# For My Canadian Friends



## Jade Tigress (Oct 4, 2008)

(Except I noticed a guy wearing a Blackhawks jersey..  )


----------



## exile (Oct 4, 2008)

Jade Tigress said:


>



:roflmao:  :roflmao: :roflmao:





Jade Tigress said:


> (Except I noticed a guy wearing a Blackhawks jersey..  )



At any given time, probably half of any US NHL team is Canuck.... so that figures! :lol:


----------



## Sukerkin (Oct 4, 2008)

That was funny and yet not at the same time.  Comedy as commentary is always very effective.

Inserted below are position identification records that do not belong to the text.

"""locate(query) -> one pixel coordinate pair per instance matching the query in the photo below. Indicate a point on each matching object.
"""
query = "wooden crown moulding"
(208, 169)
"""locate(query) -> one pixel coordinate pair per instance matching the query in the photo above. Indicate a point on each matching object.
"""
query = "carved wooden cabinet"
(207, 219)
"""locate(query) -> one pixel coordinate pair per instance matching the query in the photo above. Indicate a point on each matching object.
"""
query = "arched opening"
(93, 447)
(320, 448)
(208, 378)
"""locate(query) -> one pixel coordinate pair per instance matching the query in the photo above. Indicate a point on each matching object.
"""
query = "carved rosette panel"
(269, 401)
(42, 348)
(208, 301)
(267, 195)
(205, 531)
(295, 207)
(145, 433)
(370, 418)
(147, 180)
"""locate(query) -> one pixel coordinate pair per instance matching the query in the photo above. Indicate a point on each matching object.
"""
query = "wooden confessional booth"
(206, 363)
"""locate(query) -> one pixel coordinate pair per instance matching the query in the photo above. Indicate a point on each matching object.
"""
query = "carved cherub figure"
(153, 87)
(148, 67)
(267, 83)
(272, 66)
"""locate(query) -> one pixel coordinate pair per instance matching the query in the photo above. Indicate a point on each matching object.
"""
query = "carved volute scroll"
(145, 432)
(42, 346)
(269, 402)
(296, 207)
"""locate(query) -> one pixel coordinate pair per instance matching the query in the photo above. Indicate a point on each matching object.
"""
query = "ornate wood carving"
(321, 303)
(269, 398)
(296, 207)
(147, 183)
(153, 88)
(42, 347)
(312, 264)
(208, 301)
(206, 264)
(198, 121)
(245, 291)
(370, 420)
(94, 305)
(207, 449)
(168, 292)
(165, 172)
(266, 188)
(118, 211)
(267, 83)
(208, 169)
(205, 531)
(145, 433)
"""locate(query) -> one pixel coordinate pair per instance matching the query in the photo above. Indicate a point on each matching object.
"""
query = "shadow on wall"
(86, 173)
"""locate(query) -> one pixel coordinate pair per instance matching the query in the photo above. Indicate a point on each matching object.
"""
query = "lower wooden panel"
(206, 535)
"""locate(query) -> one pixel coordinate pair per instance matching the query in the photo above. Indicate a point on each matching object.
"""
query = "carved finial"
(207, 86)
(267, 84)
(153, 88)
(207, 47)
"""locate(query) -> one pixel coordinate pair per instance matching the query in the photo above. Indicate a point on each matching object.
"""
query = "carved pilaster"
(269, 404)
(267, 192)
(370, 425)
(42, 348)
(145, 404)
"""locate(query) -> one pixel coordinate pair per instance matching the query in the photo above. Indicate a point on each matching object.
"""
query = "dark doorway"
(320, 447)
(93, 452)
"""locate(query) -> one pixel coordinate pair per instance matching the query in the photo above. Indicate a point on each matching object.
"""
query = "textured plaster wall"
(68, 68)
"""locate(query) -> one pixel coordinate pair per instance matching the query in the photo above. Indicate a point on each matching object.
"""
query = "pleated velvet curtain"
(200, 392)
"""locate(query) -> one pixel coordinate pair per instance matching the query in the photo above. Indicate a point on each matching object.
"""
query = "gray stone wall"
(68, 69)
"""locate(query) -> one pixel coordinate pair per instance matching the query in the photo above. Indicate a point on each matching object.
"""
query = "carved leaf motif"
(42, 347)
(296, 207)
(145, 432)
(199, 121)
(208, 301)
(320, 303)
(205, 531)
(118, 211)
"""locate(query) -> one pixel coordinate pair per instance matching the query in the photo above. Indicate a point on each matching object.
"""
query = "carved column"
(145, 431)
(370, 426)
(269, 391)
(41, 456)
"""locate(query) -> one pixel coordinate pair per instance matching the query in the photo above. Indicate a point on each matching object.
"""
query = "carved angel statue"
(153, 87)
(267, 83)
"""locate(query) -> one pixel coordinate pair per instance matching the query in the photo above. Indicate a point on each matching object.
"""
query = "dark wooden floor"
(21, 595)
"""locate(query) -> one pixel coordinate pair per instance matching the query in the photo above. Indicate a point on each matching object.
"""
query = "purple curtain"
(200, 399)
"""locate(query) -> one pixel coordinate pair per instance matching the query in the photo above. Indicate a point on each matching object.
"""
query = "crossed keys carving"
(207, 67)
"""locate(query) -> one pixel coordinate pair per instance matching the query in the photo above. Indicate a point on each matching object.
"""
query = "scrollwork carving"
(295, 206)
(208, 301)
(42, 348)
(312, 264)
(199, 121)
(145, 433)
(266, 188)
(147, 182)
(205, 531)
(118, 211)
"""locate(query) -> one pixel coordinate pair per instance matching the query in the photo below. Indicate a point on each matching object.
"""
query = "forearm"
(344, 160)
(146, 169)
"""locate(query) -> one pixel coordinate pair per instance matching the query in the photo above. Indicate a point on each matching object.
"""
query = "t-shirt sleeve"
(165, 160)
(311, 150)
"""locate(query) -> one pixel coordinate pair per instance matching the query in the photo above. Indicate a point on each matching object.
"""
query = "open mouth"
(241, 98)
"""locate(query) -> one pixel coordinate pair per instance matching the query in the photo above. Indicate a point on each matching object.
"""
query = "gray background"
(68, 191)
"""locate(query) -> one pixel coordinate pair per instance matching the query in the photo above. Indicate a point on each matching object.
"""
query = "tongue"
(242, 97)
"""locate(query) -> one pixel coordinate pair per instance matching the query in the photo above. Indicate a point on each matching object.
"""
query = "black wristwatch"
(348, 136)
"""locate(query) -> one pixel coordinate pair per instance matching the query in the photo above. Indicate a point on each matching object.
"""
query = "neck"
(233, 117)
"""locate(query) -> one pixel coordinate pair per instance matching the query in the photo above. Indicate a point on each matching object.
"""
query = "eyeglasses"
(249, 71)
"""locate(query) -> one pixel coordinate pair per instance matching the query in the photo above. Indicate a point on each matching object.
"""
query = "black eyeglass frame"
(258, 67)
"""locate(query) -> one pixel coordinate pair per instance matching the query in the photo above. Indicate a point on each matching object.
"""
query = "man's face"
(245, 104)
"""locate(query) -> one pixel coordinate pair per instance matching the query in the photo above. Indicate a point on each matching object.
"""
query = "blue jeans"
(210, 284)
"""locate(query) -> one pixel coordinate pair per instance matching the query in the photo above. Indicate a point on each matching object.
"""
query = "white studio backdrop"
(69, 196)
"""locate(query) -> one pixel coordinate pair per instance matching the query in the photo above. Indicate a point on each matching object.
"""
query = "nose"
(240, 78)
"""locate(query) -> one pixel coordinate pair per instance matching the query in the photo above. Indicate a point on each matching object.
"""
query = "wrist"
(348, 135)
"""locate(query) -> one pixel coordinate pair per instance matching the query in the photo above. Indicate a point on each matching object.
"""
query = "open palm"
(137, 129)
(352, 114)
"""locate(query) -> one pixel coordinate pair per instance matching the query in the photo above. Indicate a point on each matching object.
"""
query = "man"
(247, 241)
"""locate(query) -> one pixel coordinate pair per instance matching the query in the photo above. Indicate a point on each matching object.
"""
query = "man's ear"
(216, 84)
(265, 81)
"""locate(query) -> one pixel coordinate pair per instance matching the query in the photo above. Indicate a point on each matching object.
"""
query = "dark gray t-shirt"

Oh and I couldn't resist leaving a comment of my own over at YouTube .


----------



## Jade Tigress (Oct 5, 2008)

exile said:


> :roflmao:  :roflmao: :roflmao:
> 
> 
> 
> ...




This is true! I'm pretty sure Steve Larmer is a farmer up there now.  I read your comment Mark, lol!


----------



## Sukerkin (Oct 5, 2008)

Sadly it didn't link up with the post it was supposed to so it looks a little odd stuck where it is.  

Still, it made me grin in anticipation of the flames ... which have not materialised sad to say.  Maybe some frothing-mouthed YouTube Spammer will have at me later :lol:.


----------



## tshadowchaser (Oct 5, 2008)

some time it is just to hard to resit saying things about sports and those in them.  Hockey needs some laughs grom time to time


----------